Saudi-led Arab coalition forces were behind a June 11 airstrike that hit a newly constructed Medecins Sans Frontieres / Doctors Without Borders (MSF) cholera treatment center (CTC) in Abs, Yemen.
The facility was empty at the time because it had not yet received any cholera patients so no staff or patients were injured or killed, according to the humanitarian organization.
The CTC is located about one kilometer from the MSF-supported Abs Rural Hospital, a 147-bed hospital that serves a population of more than 1 million people. Markings on the roof of the compound clearly identified the CTC as a healthcare facility, MSF said.
The airstrike has now rendered the CTC non-functional and MSF has temporarily frozen its activities in Abs until the safety of its staff and patients is guaranteed, in line with security protocol.
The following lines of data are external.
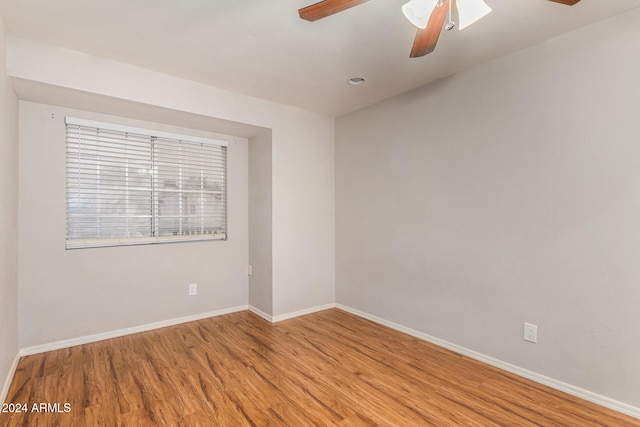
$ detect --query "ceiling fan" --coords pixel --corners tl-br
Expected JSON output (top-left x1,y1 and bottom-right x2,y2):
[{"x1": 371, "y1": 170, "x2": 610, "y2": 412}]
[{"x1": 298, "y1": 0, "x2": 580, "y2": 58}]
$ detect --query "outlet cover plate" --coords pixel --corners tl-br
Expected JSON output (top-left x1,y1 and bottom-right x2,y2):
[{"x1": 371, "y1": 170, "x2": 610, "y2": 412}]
[{"x1": 189, "y1": 283, "x2": 198, "y2": 296}]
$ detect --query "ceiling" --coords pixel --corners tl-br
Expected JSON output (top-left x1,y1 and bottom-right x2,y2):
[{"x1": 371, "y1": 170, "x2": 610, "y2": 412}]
[{"x1": 0, "y1": 0, "x2": 640, "y2": 117}]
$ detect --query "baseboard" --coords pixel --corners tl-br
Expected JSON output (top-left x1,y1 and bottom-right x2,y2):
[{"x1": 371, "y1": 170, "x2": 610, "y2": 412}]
[
  {"x1": 336, "y1": 304, "x2": 640, "y2": 419},
  {"x1": 249, "y1": 305, "x2": 273, "y2": 323},
  {"x1": 20, "y1": 305, "x2": 249, "y2": 356},
  {"x1": 0, "y1": 353, "x2": 20, "y2": 404},
  {"x1": 272, "y1": 303, "x2": 336, "y2": 323}
]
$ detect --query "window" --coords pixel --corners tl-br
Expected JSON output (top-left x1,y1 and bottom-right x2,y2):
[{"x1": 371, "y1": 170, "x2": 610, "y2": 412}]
[{"x1": 66, "y1": 117, "x2": 227, "y2": 249}]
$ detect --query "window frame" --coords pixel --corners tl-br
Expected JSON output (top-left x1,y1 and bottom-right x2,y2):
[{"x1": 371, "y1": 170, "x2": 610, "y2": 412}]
[{"x1": 65, "y1": 117, "x2": 229, "y2": 249}]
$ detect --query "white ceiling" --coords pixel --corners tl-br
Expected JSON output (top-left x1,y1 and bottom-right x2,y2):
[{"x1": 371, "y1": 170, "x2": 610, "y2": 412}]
[{"x1": 0, "y1": 0, "x2": 640, "y2": 117}]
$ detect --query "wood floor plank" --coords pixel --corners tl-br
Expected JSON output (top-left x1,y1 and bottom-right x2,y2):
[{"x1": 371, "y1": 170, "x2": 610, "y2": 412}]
[{"x1": 0, "y1": 309, "x2": 640, "y2": 427}]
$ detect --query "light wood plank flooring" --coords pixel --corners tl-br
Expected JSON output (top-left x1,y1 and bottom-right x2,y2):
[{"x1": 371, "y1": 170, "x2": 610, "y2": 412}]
[{"x1": 0, "y1": 309, "x2": 640, "y2": 427}]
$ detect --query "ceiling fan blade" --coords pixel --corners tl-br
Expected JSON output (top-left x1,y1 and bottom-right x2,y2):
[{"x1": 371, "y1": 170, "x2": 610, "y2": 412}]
[
  {"x1": 550, "y1": 0, "x2": 580, "y2": 6},
  {"x1": 409, "y1": 0, "x2": 451, "y2": 58},
  {"x1": 298, "y1": 0, "x2": 369, "y2": 22}
]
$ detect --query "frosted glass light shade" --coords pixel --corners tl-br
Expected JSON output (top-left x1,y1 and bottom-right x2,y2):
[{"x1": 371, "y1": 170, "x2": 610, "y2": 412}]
[
  {"x1": 402, "y1": 0, "x2": 439, "y2": 29},
  {"x1": 456, "y1": 0, "x2": 491, "y2": 30}
]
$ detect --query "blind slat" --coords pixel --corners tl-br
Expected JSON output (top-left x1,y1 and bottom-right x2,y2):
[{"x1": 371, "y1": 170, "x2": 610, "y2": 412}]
[{"x1": 66, "y1": 118, "x2": 227, "y2": 248}]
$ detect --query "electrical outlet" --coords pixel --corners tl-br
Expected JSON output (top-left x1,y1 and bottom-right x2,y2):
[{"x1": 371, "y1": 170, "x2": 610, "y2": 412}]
[
  {"x1": 524, "y1": 323, "x2": 538, "y2": 343},
  {"x1": 189, "y1": 283, "x2": 198, "y2": 296}
]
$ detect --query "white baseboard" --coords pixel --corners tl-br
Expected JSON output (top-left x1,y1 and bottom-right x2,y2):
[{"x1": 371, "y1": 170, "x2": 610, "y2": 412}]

João Martins, MSF´s Head of Mission in Yemen said: "This morning´s attack on an MSF cholera treatment center (CTC) by the Saudi and Emirati-led coalition (SELC) shows complete disrespect for medical facilities and patients. Whether intentional or a result of negligence, it is totally unacceptable. The compound was clearly marked as a health facility and its coordinates were shared with the SELC. With only half of health facilities in Yemen fully functional, nearly 10 million people in acute need, and an anticipated outbreak of cholera, the CTC had been built to save lives. MSF has temporarily frozen its activities in Abs until the safety of its staff and patients is guaranteed”.
A volatile mix of conflict, a deteriorating economic situation, and little or no access to clean drinking-water and sanitation have resulted in more than one million suspected cholera cases since the Yemen outbreak began in April 2017.
The UN describes Yemen as the "worst humanitarian crisis in the world", with about 8.4 million Yemenis facing imminent famine as well as battling cholera and diphtheria outbreaks.
Fighting between the Saudi-led Arab coalition backed by the US and UK, and Iranian-backed Houthi rebels has killed more than 10,000 people and caused over 40,000 casualties in Yemen since March 2015. Water networks, power plants, airports, bridges, roads, schools and health facilities have all been destroyed in the fighting.